FATAL ERROR: CALL_AND_RETRY_LAST Allocation failed - process out of memory
Abort trap: 6
So talked to Alex and Gareth about this one: it's quite a lot of effort to re-write the API cleanly to stream from A->Z, which is really the only reliable way of fixing this issue without caveats and hacks.
These APIs are very "inherited", in the sense that it's not clear how many of the various file formats and output types are being actively used. No client has complained about these exports crashing, so you could conclude that in the field they work well enough, and for people where they wouldn't they aren't used.
So: I'm going to merge what I did: since it will help with reducing memory usage in general, and we're going to leave it at that for now. If a client has trouble in the field we can solve the issue temporarily by increasing the allowed nodejs memory usage, and use their issue as an opportunity to look at this in more detail. I'd recommend making a "2.0" api that supports streaming from the start, and moving things over to that model that are provably used.

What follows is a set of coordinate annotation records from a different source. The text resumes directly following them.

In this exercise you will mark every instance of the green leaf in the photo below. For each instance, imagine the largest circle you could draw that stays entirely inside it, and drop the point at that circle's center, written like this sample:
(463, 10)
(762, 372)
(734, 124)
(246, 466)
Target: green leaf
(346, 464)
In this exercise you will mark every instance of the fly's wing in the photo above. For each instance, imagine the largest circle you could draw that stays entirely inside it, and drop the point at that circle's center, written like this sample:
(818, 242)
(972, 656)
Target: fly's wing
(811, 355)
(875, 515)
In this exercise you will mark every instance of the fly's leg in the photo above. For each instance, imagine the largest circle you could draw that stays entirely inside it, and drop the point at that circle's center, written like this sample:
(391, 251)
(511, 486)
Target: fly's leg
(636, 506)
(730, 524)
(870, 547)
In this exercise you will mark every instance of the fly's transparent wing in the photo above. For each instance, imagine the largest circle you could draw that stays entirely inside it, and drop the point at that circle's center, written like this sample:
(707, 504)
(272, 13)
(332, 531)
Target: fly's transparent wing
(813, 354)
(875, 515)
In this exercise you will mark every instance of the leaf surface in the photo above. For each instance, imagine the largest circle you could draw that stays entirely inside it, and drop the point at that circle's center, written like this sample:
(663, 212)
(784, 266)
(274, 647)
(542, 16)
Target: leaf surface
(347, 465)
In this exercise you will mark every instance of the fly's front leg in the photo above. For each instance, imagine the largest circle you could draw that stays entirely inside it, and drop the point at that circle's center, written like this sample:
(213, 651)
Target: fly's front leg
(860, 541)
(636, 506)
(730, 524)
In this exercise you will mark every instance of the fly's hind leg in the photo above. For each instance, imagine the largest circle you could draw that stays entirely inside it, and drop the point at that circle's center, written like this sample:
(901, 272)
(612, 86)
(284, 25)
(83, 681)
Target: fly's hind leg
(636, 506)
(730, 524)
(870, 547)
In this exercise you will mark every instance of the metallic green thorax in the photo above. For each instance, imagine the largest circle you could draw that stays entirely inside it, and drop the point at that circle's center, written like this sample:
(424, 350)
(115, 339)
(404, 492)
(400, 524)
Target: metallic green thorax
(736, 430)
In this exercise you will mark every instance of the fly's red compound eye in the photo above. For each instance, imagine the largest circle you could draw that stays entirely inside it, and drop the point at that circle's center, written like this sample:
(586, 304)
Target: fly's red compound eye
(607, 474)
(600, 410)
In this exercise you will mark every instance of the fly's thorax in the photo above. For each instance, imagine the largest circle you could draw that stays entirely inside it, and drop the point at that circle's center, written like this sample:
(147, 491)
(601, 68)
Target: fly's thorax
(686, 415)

hi frand @browndav, U is coot
Please close or schedule before the end of this sprint. See triaging old issues.
Nice Snek
Closing.
I still don't understand why medic-api can't simply stream the output from the list function in couchdb that is already streaming. Originally this worked just fine because we called the couchdb list function directly, it only started to fail when we added the medic-api layer incorrectly (not streaming).
Tried for a couple minutes to export 878 messages, then API ran out of memory and crashed. (I can export forms and contacts just fine. This is on a clone of CA2, upgraded.)